Well, my labwork is calling. Next installment I'll look at inheritance in polyploids, and why it's so darn kooky. (I'm hoping to post a list of polyploid fruits here for you, but it's 2:30am, I've got lab work to do and a baby squawking, and I can't get the table HTML right, so it's got to wait.) I realize this may be a tad technical for some folks...like I said, let me know if there's something you're curious about and I didn't do a good job explaining it.

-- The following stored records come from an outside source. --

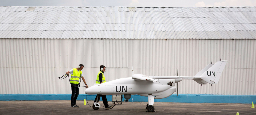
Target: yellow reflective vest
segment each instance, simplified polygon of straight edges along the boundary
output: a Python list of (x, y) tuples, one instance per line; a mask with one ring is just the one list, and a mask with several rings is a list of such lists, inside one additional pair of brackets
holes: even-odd
[(96, 79), (96, 84), (100, 83), (100, 79), (99, 78), (99, 75), (100, 73), (102, 73), (102, 83), (105, 83), (106, 82), (106, 81), (105, 80), (105, 77), (104, 76), (104, 74), (103, 74), (103, 72), (102, 72), (101, 71), (100, 71), (100, 72), (99, 72), (99, 73), (98, 73), (98, 74), (97, 75), (97, 79)]
[(79, 84), (79, 79), (82, 74), (82, 72), (81, 71), (77, 71), (76, 68), (73, 68), (73, 74), (71, 75), (70, 83), (71, 84)]

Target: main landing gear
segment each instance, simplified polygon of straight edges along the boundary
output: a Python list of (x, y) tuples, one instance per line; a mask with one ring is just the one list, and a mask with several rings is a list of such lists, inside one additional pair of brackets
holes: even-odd
[(151, 94), (148, 95), (148, 103), (147, 104), (146, 109), (148, 110), (146, 111), (147, 112), (156, 112), (155, 111), (155, 108), (153, 106), (154, 104), (154, 97)]

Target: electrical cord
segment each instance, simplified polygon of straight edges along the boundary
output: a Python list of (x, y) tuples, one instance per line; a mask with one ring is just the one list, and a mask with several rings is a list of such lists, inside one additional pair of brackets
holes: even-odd
[[(87, 89), (87, 88), (86, 88), (86, 89)], [(87, 102), (87, 104), (88, 104), (88, 105), (89, 105), (89, 106), (90, 107), (92, 107), (92, 106), (90, 106), (90, 105), (89, 105), (89, 103), (88, 103), (88, 99), (87, 99), (87, 95), (88, 95), (88, 94), (86, 94), (86, 101)], [(117, 98), (117, 95), (116, 95), (116, 98)], [(116, 99), (116, 103), (115, 103), (115, 105), (114, 105), (114, 106), (113, 106), (113, 107), (112, 107), (112, 108), (110, 108), (110, 109), (112, 109), (112, 108), (114, 108), (114, 107), (115, 107), (115, 106), (116, 106), (116, 103), (117, 103), (117, 98), (116, 98), (116, 97), (115, 97), (115, 99)], [(119, 104), (119, 103), (118, 103), (118, 104)], [(102, 105), (100, 105), (100, 106), (102, 106), (102, 107), (105, 107), (105, 106), (102, 106)], [(106, 107), (105, 107), (105, 108), (106, 108)]]
[[(79, 82), (79, 84), (78, 84), (78, 85), (79, 86), (74, 86), (74, 85), (72, 85), (72, 84), (71, 84), (71, 82), (70, 82), (70, 78), (69, 78), (69, 74), (65, 74), (65, 75), (64, 75), (63, 76), (62, 76), (62, 77), (61, 77), (61, 78), (60, 78), (60, 77), (59, 77), (59, 78), (58, 78), (59, 79), (62, 79), (62, 79), (64, 79), (65, 78), (66, 78), (66, 77), (67, 76), (68, 76), (68, 80), (69, 80), (69, 83), (70, 83), (70, 84), (71, 85), (72, 85), (72, 86), (73, 86), (73, 87), (86, 87), (86, 86), (83, 86), (83, 87), (80, 87), (80, 82), (81, 82), (81, 79), (80, 79), (80, 78), (79, 78), (79, 79), (80, 79), (80, 82)], [(63, 77), (64, 77), (64, 78), (63, 78)]]

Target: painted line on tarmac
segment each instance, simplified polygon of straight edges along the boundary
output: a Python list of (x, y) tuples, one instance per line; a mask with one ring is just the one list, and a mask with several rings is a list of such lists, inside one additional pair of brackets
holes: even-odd
[[(144, 111), (144, 110), (130, 110), (130, 111)], [(157, 111), (164, 111), (164, 110), (157, 110)], [(155, 111), (156, 112), (156, 111)]]
[(222, 112), (220, 111), (188, 111), (189, 112)]
[(21, 110), (21, 111), (45, 111), (45, 110), (50, 110), (49, 109), (15, 109), (14, 110)]

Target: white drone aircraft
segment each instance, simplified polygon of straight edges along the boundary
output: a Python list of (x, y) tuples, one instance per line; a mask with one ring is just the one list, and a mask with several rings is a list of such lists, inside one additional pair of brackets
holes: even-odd
[[(192, 79), (201, 84), (206, 84), (207, 83), (217, 84), (227, 62), (227, 61), (220, 61), (215, 64), (210, 64), (194, 77), (178, 76), (178, 75), (177, 76), (133, 75), (133, 75), (131, 77), (101, 84), (95, 84), (86, 89), (85, 92), (90, 95), (124, 95), (126, 99), (130, 99), (131, 95), (147, 96), (148, 112), (154, 112), (154, 99), (167, 97), (176, 91), (176, 87), (172, 85), (173, 83), (177, 83), (177, 95), (178, 82), (182, 79)], [(100, 107), (99, 106), (95, 105), (95, 103), (99, 105), (98, 103), (94, 103), (94, 107)]]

Anyway, good night, folks.

Update: Here's the little table I promised you folks. I really need to get me some fancy program to do my HTML...it's too tiring to do a big table, so this is hardly an exhaustive list, just some examples

Update 2: The table is screwing things up, and my imperfect knowledge of HTML leaves me helpless when it comes to fixing it. So no more table. Sorry. I'd try to sort it out, but I'm way, way, too tired. So anyway, polyploids include blackberries, strawberries, sour cherries, European plums, bananas, blueberries, persimmons, some apples and mandarins, etc.